ある日「プツン」と。
私は実家の齢80になる母を週に1回、訪ねます。両親は夫婦2人暮らしですが、父は始終、外に出歩いています。
母には数年前からタブレット端末、スマホを教えてきたので、YouTubeやネットニュースを楽しんでいます。母が好む本を差し入れます。毎日の新聞も切り抜いたりアンダーラインを引き丹念に読んでいるようです。そんな私は毎回、興味を持つのではないかと、新しいアプリを紹介したり、ラジオでの英会話の勉強方法を知らせたりと、毎回新しい話題に触れさせるようにしていました。
ところがある日
「毎日、ネッをト見て、新聞を読んで、本を読んでいたら、いつの間にか時間が過ぎる。テレビの懐かしの洋画も見たいし、ラジオも聞きたいし、習字も再開したいし、もう忙しい。やることがいっぱいで脳みそがパンパンになっている。
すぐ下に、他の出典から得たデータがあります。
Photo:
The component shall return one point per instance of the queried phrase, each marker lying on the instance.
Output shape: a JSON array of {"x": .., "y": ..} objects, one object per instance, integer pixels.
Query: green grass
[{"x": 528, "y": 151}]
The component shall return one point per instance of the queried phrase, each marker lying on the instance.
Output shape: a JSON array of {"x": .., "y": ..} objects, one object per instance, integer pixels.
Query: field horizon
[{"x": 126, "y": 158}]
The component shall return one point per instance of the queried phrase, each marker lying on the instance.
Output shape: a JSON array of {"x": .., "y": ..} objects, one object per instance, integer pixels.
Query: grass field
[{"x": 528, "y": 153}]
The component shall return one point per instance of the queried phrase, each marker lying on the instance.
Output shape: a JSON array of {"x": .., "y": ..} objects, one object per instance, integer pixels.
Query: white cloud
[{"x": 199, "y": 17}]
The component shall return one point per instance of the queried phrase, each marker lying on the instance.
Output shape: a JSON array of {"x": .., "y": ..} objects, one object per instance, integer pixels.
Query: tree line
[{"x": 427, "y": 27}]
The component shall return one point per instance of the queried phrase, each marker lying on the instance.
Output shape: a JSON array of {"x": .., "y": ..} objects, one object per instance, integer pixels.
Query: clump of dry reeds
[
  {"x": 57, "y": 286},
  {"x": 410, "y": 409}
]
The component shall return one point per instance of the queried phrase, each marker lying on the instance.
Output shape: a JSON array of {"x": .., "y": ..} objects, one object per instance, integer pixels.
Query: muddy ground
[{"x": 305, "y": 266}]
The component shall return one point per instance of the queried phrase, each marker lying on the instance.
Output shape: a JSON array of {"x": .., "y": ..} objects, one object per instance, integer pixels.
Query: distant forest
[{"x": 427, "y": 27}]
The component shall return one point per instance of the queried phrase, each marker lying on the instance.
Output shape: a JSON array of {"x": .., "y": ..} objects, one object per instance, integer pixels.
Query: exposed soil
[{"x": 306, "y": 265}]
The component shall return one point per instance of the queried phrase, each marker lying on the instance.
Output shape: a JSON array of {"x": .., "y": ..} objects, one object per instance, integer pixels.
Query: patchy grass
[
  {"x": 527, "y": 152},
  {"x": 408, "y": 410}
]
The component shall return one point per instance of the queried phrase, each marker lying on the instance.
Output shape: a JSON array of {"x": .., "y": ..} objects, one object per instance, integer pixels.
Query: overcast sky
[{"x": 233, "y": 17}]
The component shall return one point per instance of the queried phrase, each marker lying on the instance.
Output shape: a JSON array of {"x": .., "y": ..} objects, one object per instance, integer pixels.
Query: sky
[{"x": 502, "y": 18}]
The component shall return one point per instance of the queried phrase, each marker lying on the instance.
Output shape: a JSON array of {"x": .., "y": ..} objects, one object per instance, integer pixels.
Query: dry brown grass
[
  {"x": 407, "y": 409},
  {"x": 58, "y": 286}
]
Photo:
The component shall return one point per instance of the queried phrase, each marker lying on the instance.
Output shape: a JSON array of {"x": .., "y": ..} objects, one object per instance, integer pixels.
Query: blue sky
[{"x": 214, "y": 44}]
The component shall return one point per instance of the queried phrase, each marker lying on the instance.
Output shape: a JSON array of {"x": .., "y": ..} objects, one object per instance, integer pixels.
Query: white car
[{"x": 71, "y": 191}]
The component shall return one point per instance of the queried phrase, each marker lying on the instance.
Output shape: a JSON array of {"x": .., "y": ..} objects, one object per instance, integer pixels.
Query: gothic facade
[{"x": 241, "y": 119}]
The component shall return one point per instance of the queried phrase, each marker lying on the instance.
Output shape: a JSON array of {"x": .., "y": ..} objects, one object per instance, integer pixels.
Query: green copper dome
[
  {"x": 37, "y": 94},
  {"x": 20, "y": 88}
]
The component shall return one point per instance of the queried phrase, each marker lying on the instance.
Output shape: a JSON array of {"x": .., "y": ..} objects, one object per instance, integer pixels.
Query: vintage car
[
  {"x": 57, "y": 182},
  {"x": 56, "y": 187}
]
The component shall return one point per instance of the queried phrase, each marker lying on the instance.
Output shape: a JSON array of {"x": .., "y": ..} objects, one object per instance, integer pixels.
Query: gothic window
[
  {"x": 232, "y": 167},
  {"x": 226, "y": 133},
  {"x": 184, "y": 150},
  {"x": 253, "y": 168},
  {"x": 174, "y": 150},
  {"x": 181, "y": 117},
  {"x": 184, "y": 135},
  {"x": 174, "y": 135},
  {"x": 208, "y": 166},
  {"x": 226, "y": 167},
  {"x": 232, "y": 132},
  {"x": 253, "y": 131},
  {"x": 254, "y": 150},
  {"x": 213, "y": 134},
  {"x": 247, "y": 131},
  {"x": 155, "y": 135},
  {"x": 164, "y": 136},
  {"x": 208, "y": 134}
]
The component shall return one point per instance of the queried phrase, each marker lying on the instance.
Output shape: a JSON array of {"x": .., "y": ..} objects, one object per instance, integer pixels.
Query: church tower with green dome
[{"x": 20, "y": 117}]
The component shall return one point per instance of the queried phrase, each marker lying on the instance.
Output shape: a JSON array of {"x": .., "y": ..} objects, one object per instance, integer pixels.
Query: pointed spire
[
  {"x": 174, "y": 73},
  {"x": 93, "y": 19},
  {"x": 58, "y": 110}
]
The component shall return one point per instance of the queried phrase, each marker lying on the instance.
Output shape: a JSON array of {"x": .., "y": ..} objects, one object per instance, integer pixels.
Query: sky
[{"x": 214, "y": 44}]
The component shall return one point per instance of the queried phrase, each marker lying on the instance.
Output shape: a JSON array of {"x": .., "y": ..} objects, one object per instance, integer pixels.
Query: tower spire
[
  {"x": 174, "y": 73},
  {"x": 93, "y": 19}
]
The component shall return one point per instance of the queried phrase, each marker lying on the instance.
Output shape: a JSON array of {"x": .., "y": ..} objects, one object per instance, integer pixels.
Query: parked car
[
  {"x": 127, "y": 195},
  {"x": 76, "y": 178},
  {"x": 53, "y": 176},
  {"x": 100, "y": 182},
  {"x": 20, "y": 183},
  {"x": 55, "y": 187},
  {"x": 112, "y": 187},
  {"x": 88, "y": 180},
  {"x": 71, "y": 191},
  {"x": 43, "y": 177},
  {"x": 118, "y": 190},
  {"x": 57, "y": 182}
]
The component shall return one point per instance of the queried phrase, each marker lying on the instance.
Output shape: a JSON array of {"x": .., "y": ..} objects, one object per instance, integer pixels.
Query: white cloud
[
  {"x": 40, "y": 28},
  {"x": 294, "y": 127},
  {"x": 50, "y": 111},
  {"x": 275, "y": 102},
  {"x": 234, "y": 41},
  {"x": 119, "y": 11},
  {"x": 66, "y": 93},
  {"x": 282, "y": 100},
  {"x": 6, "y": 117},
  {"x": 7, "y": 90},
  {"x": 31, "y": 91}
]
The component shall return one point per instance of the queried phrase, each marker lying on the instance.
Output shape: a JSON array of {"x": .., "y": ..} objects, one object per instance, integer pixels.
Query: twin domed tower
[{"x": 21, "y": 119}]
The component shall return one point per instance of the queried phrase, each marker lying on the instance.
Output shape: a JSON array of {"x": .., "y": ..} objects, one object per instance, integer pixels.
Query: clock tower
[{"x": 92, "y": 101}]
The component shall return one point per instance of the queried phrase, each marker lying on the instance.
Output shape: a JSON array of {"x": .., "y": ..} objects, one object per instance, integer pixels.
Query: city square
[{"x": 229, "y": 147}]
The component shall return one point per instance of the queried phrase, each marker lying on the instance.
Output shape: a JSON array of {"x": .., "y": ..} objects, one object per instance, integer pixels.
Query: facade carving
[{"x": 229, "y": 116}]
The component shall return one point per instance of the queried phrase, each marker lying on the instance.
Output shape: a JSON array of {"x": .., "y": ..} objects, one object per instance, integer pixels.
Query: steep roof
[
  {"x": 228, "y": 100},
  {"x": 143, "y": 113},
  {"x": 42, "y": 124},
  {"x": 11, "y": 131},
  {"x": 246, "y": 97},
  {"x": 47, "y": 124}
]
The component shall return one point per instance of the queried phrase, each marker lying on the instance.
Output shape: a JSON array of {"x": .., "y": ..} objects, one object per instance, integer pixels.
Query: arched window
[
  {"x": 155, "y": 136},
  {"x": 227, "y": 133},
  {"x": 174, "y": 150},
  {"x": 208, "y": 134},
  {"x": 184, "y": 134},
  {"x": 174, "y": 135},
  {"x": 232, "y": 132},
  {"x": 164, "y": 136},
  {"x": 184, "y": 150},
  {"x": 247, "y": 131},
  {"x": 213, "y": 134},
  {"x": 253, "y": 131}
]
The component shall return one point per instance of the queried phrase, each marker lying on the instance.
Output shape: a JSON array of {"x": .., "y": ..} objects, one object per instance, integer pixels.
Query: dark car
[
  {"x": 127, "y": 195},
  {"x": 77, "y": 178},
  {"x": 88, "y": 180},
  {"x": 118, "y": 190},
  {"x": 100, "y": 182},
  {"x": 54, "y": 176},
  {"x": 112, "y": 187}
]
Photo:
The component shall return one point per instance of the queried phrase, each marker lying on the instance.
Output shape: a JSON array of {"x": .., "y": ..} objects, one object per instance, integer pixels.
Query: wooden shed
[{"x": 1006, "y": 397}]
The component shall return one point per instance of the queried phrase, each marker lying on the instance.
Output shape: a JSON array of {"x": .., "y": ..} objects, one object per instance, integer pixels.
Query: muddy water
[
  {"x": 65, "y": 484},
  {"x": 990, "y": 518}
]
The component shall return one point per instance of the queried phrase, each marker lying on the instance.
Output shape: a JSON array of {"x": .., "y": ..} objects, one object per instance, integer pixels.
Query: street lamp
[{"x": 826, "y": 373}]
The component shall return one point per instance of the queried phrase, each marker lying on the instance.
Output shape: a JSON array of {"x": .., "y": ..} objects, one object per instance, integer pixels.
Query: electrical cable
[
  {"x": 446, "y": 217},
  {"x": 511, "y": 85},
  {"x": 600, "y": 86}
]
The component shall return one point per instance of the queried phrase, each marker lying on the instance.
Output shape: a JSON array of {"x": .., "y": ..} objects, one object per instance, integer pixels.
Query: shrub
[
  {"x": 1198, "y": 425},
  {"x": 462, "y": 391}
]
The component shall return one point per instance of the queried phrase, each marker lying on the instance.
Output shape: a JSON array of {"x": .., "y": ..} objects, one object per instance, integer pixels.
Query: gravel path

」 母は叫びました。
することがたくさんあることは良いのですが、いずれも一方通行のテーマです。もしやインプットのし過ぎではないか。母はアウトプットする場がないのかもしれないと考えました。いま母に直接お話しできる人はいるのでしょうか。
年代的に無料通話アプリで交流できる人は数人だけです。固定電話にかかってくる電話の内容は、ネガティブな家族の悪口とお金の話をする人が圧倒的です。コロナ禍で直接に交流するご近所さんは激減しました。時おり病気になる人、亡くなる人の話が耳に入ります。
同居している父は不在がちです。家にいるとパソコンを見ているか、時代劇チャンネルを眺めながら、うたた寝しています。孫たちは、受験、仕事で会うこともままなりません。
コロナの流行が始まって、ずっとこんな生活をしていたんだ。急激な変化のストレスが無意識に積み重なっているのかもしれない。時々、想像を絶する事件が起きていますが、ストレスは知らず知らず積み重ねて、いろいろな形で表出するのかもしれないのだなぁと考えました。人ごとじゃないわ。
異常事態も長く続くと、それが「平常」になる。
あな恐ろしや・・・
母の対応策を考えると同時に、私自身の事も振り返ったほうがいいな。ある日「プツン」と糸が切れてしまわないように。そんなことを考えた午後のことでした。